Publisher: Simon and Schuster Canada, May 7, 2024

Format: Paperback

Pages: 318

Rating: 3/5 stars

Summary (From Goodreads):

The New York Times and internationally bestselling author of the “captivating, richly drawn” (Woman’s WorldThe Paris Library returns with a brilliant new novel based on the true story of Jessie Carson—the American librarian who changed the literary landscape of France.

1918: As the Great War rages, Jessie Carson takes a leave of absence from the New York Public Library to work for the American Committee for Devastated France. Founded by millionaire Anne Morgan, this group of international women help rebuild devastated French communities just miles from the front. Upon arrival, Jessie strives to establish something that the French have never seen—children’s libraries. She turns ambulances into bookmobiles and trains the first French female librarians. Then she disappears.

1987: When NYPL librarian and aspiring writer Wendy Peterson stumbles across a passing reference to Jessie Carson in the archives, she becomes consumed with learning her fate.

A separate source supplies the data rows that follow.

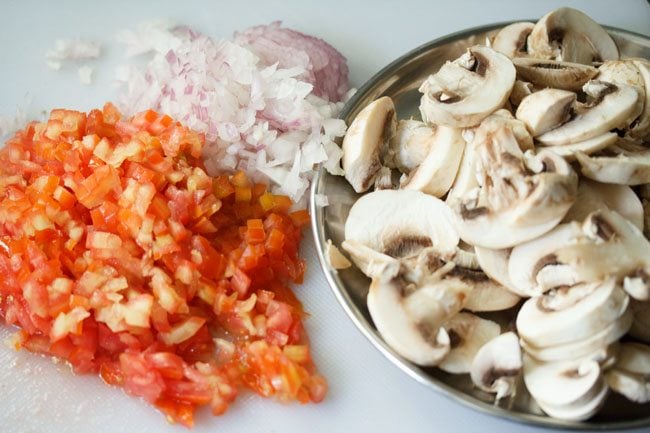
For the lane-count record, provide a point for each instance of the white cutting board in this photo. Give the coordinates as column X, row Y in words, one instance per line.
column 367, row 393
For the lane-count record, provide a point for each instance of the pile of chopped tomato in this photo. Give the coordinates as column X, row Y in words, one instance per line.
column 121, row 256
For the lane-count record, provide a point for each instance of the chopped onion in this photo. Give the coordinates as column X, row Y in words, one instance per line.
column 259, row 111
column 85, row 74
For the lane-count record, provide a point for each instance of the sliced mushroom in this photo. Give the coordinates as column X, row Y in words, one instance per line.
column 410, row 145
column 409, row 318
column 587, row 147
column 631, row 373
column 610, row 106
column 641, row 324
column 594, row 196
column 569, row 315
column 640, row 130
column 520, row 90
column 569, row 35
column 372, row 263
column 578, row 349
column 438, row 170
column 625, row 72
column 610, row 246
column 533, row 268
column 497, row 365
column 511, row 40
column 623, row 163
column 524, row 196
column 400, row 223
column 554, row 74
column 545, row 110
column 467, row 334
column 495, row 265
column 487, row 294
column 464, row 92
column 571, row 390
column 366, row 140
column 335, row 259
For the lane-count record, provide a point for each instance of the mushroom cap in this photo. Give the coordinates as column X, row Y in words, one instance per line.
column 611, row 107
column 467, row 333
column 625, row 72
column 586, row 147
column 630, row 376
column 497, row 364
column 524, row 195
column 554, row 74
column 511, row 40
column 464, row 92
column 563, row 383
column 569, row 35
column 545, row 110
column 568, row 315
column 609, row 246
column 495, row 265
column 365, row 141
column 409, row 318
column 438, row 170
column 641, row 130
column 400, row 223
column 528, row 259
column 641, row 324
column 579, row 349
column 623, row 163
column 410, row 145
column 594, row 196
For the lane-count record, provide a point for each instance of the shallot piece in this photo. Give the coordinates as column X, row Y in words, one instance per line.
column 324, row 67
column 257, row 114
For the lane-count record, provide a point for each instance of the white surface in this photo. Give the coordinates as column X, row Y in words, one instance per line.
column 367, row 393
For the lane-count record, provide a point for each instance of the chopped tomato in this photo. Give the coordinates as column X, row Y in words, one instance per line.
column 123, row 257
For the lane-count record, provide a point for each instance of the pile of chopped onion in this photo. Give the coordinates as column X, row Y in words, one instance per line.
column 255, row 98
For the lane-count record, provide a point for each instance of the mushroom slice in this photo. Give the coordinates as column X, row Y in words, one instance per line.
column 366, row 140
column 623, row 163
column 569, row 315
column 495, row 265
column 552, row 74
column 641, row 324
column 497, row 365
column 410, row 145
column 625, row 72
column 569, row 35
column 409, row 318
column 464, row 92
column 334, row 258
column 610, row 246
column 640, row 130
column 594, row 196
column 467, row 334
column 545, row 110
column 437, row 172
column 486, row 295
column 572, row 390
column 631, row 373
column 609, row 107
column 511, row 40
column 587, row 147
column 533, row 267
column 520, row 90
column 523, row 196
column 578, row 349
column 400, row 223
column 372, row 263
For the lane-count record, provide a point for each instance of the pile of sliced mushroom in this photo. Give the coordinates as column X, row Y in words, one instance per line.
column 524, row 187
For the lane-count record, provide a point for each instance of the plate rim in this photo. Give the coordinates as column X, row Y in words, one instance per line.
column 368, row 330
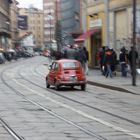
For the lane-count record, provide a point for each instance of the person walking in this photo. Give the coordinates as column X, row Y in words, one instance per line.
column 130, row 58
column 114, row 61
column 108, row 62
column 81, row 56
column 87, row 59
column 123, row 58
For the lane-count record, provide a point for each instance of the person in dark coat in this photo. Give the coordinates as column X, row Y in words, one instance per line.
column 130, row 58
column 87, row 59
column 123, row 58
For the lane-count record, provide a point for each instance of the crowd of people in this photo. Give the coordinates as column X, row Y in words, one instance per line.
column 108, row 61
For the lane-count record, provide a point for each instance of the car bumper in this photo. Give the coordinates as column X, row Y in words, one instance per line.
column 71, row 83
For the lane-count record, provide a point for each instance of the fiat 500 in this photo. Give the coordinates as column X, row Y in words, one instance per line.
column 66, row 72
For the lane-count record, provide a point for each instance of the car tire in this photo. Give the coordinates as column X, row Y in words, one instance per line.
column 47, row 84
column 83, row 87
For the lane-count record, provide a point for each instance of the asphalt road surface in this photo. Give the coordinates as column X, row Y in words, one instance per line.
column 29, row 111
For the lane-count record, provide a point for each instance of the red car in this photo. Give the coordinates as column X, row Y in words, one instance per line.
column 66, row 72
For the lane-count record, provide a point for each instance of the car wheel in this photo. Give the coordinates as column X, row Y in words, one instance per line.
column 47, row 84
column 83, row 87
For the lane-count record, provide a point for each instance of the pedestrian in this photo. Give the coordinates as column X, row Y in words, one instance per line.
column 87, row 59
column 130, row 58
column 114, row 61
column 102, row 60
column 81, row 56
column 108, row 62
column 123, row 59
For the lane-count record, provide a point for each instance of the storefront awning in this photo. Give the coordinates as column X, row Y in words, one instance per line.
column 87, row 34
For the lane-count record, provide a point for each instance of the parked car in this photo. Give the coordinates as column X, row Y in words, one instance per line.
column 66, row 72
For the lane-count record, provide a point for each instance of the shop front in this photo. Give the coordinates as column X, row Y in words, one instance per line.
column 95, row 42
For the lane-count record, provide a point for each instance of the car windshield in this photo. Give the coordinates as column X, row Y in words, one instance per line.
column 67, row 65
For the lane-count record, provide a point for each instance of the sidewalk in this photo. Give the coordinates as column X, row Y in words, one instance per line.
column 119, row 83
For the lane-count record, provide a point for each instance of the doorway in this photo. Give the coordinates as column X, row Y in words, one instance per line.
column 96, row 44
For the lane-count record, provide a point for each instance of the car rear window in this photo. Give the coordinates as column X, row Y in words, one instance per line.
column 67, row 65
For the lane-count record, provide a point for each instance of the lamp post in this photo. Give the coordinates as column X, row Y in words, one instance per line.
column 107, row 41
column 134, row 45
column 50, row 22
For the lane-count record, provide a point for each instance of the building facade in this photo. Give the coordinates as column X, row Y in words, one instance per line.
column 120, row 26
column 70, row 19
column 30, row 20
column 5, row 32
column 49, row 7
column 13, row 25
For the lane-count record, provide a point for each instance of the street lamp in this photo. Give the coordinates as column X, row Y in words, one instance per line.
column 134, row 45
column 50, row 22
column 107, row 42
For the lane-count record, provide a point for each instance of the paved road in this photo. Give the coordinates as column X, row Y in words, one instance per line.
column 39, row 114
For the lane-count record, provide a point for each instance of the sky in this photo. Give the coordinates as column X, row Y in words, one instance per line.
column 27, row 3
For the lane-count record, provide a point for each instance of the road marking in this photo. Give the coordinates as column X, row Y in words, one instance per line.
column 82, row 113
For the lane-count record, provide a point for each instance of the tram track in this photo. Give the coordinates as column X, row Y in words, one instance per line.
column 48, row 110
column 10, row 130
column 70, row 99
column 57, row 93
column 78, row 102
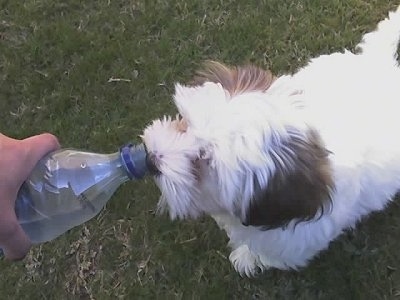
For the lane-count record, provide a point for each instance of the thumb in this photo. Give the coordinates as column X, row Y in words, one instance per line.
column 36, row 147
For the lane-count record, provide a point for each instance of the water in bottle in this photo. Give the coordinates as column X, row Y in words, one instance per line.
column 69, row 187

In her obsessive research, she discovers that she and the elusive librarian have more in common than their work at New York’s famed library, but she has no idea their paths will converge in surprising ways across time.

My Review:

Thank you Simon and Schuster Canada for the copy of this book.

Read if you like: dual timelines/perspectives, WW1 fiction

The book goes back and forth between Jessie, a young librarian who goes to France during WW1 to help rebuild the countryside, and Wendy in 1987, a librarian who comes across a mention of Jessie.

I loved the idea of this book, but it was very slow paced and I struggled to get into it. The dual timeline also wasn’t my favourite. I really wanted to love it but I struggled!